The Science of Binge-watching: Netflix
Contributed by Wanda Wang. She is currently in the NYC Data Science Academy 12 week full time Data Science Bootcamp program taking place between April 11th to July 1st, 2016. This post is based on her third class project - Python Web Scraping (due on the 6th week of the program).
When were you "hooked" on House of Cards? The 3rd episode? When did you stop? (Was it when the pet dog passed ?) Amidst this current era of peak TV, shows on Netflix have permeated our everyday lives - taking up our ever-increasing attention. When evaluating new content deals or show renewals, Netflix measures for high engagement - namely, the expected hours of viewing for each single piece of content. The recommendation algorithm behind Netflix even utilizes Collaborative Filtering, which finds content suitable to your unique tastes, based on a similar group of people's tastes. Since I believe that my tastes are quite eclectic - I hope to gather insights into my own streaming history.
Working with Python, I applied Selenium to complete the web-scraping task. Selenium simulated user-clicks, allowing me to quickly progress through several web pages in a seamless manner. The steps I followed are outlined below:
1) Login Screen - User Profile
2) Site Navigation - Viewing History
3) URL generation - per unique view
4) Retrieving unique data points
How many shows did I binge-watch/ How often did I binge-watch?
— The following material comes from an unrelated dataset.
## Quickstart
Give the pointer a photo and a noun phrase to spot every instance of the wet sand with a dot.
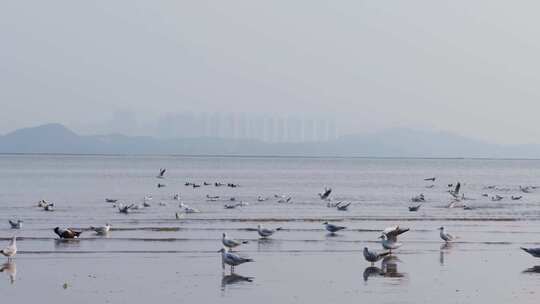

Which shows did I binge-watch the most?
Is there a particular genre or actor I stuck to?
Challenges included deciphering the modern web language tags within the site.
Over the course of the year, I initially indulged in many episodes of Friends. Walking Dead was next. The difference in pace and genre of both shows demonstrates that binging is informally independent of that, as least for me.
As cord-cutters increasingly become more reliant on streaming for their TV fix - we'll likely see more research studies examining the exact moment we become "hooked". Was it a particular genre, number of episodes, unique to the actual content - an action scene, a storyline that held onto our attention?